Automatisierte Textplatzierung auf 3D-Modellen: Eine Bachelorarbeit mit Zukunft

Wie ein Algorithmus das Digital Warehouse von Daimler Buses erweitert

Im Rahmen eines gemeinsamen Projekts zwischen Daimler Buses und SUSI&James wurde eine spannende Herausforderung angegangen: die automatisierte Platzierung von Texten auf 3D-Modellen. Bislang mussten Ingenieure und Designer manuell entscheiden, wo auf einem Bauteil beispielsweise ein Logo, eine Seriennummer oder eine Lizenzinformation erscheinen soll.

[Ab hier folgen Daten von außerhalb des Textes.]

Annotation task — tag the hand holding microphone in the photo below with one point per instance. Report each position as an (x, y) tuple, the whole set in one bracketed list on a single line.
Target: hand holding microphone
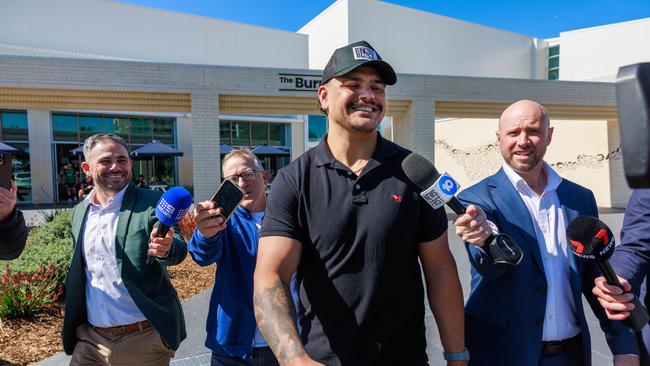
[(439, 190), (170, 210), (592, 241)]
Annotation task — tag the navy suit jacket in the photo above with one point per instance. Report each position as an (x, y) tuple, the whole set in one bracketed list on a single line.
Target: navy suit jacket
[(505, 310), (631, 259)]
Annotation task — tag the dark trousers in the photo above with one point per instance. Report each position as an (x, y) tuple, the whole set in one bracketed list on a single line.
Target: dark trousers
[(262, 356), (570, 354)]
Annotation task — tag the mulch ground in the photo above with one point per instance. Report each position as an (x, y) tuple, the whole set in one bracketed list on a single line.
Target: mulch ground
[(26, 341)]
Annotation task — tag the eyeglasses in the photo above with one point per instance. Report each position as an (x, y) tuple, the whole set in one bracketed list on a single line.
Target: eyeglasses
[(247, 175)]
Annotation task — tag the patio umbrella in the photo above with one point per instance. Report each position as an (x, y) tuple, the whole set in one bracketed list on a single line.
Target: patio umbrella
[(153, 149), (77, 151), (6, 148), (266, 150), (224, 149)]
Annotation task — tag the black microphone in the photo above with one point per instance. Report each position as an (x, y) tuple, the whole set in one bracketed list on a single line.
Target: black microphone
[(592, 241), (439, 190)]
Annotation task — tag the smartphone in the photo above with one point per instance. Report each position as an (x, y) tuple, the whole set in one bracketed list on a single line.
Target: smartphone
[(5, 170), (228, 197)]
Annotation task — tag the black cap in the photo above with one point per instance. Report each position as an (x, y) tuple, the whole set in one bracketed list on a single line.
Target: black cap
[(348, 58)]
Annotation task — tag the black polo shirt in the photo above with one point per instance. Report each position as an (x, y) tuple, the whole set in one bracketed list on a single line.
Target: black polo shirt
[(361, 291)]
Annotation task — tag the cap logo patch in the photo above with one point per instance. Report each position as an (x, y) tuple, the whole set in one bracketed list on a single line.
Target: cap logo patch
[(364, 53)]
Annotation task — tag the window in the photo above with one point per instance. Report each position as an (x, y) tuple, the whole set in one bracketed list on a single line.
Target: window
[(317, 126), (554, 62), (71, 129), (251, 134), (14, 132)]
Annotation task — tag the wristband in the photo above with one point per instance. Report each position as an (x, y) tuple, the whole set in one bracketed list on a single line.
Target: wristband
[(456, 356)]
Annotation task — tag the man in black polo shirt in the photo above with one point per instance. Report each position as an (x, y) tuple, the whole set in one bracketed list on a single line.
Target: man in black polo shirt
[(348, 221)]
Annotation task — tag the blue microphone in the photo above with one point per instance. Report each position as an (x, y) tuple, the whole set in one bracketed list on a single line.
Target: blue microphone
[(170, 210)]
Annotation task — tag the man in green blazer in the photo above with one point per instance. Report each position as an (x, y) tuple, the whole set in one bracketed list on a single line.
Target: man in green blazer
[(118, 308)]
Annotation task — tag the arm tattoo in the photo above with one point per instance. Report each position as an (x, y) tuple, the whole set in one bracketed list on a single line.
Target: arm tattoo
[(276, 319)]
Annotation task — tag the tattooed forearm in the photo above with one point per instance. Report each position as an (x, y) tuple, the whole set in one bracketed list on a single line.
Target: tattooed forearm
[(275, 315)]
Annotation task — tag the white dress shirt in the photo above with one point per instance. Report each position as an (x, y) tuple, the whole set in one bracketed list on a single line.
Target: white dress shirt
[(560, 320), (108, 302)]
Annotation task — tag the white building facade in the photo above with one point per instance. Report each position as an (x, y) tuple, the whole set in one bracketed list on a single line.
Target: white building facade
[(69, 68)]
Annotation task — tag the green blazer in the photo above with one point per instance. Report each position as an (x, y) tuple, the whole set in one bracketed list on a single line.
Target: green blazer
[(148, 285)]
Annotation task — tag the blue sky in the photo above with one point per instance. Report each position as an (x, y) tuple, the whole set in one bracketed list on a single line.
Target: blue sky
[(543, 19)]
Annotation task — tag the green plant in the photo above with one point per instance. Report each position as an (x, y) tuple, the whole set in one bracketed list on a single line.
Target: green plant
[(24, 295), (49, 243), (48, 216)]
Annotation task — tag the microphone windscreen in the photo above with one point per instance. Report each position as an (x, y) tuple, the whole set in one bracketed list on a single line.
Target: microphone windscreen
[(633, 96), (420, 170), (590, 239), (173, 205)]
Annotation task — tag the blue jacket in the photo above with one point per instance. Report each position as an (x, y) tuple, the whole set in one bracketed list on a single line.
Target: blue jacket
[(506, 307), (231, 322), (631, 259)]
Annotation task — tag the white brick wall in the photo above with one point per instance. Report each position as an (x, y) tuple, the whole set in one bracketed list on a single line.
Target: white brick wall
[(205, 143), (40, 148), (205, 83)]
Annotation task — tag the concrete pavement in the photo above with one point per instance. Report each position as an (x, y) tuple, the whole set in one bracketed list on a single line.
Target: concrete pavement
[(193, 353)]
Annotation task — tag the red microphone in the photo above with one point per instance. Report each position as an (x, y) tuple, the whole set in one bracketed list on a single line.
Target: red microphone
[(592, 241)]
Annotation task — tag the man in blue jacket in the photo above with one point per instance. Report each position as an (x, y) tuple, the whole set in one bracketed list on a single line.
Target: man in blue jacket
[(233, 336), (631, 261), (531, 314)]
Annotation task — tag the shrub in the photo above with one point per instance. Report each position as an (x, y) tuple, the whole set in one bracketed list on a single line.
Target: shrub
[(49, 243), (23, 295)]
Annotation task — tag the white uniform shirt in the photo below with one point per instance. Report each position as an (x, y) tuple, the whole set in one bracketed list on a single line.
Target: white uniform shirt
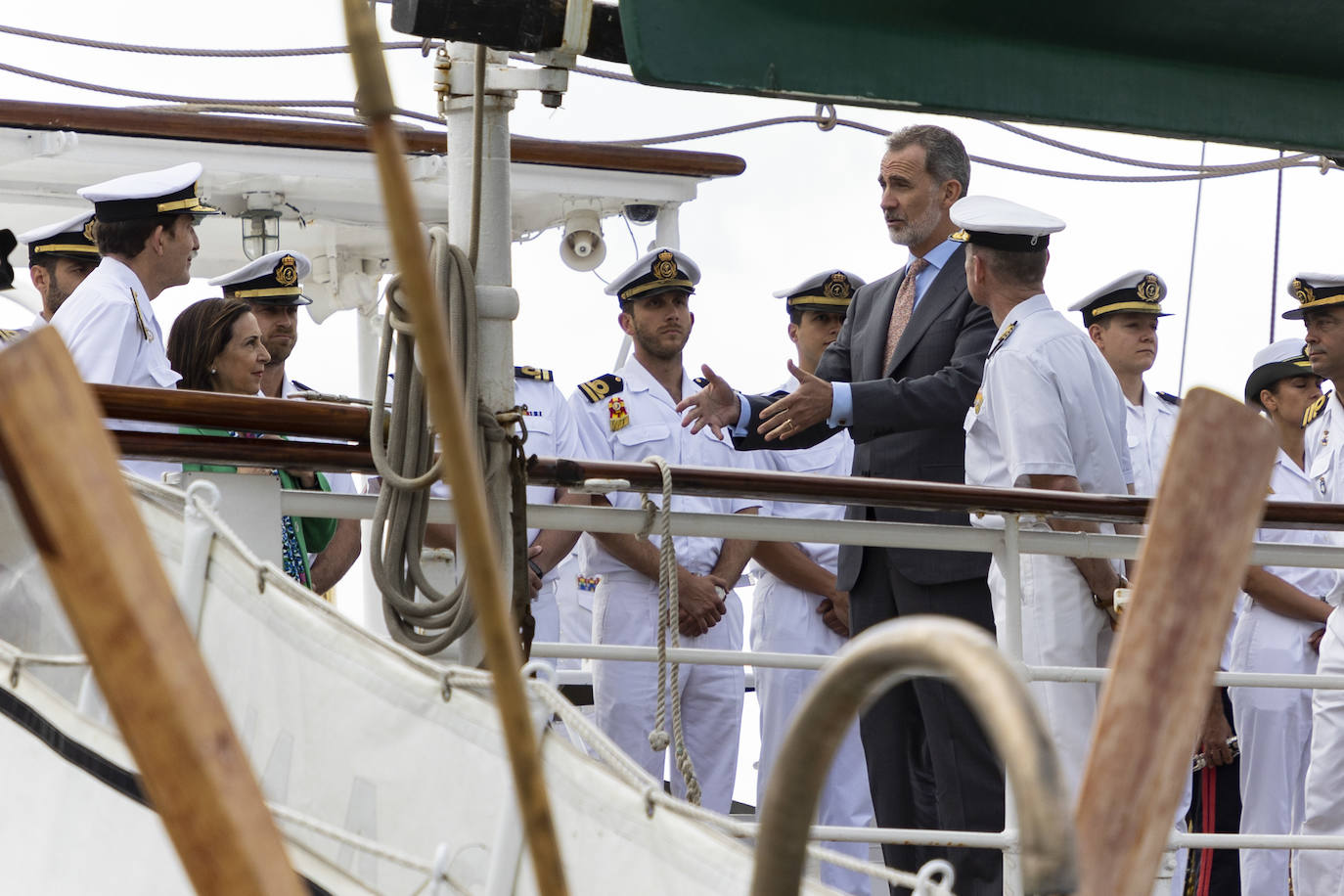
[(1149, 427), (1049, 406), (111, 330), (833, 457), (1322, 442), (109, 326), (1292, 484), (653, 427)]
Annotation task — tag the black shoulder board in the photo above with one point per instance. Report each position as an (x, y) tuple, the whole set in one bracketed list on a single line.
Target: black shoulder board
[(532, 374), (601, 387), (1315, 409)]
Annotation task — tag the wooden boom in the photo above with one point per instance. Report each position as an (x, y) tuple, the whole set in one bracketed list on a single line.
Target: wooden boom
[(61, 465)]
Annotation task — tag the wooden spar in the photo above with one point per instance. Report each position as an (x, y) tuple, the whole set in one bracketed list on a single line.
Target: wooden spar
[(1193, 558), (64, 473), (461, 467), (285, 417)]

Dieser Prozess war zeitaufwendig und subjektiv. Mit seiner Bachelorarbeit „Generating and Visualizing Suggestions for Text Brandings on 3D Models“ hat Maximilian Stinner nun eine algorithmische Lösung für dieses Problem entwickelt.

Das „Digital Warehouse“ ist eine Softwarelösung für Daimler Buses, die es ermöglicht, eigene Ersatzteile zu verwalten und ihre 3D-Druckbarkeit zu prüfen. Aktuell liegt es in der Verantwortung von Fachleuten, die Machbarkeit des Drucks sowie die Platzierung von Markierungen auf den Modellen zu bewerten. Die Idee hinter Stinners Arbeit: Ein Algorithmus soll automatisiert Vorschläge liefern, die eine schnelle und objektive Entscheidung ermöglichen.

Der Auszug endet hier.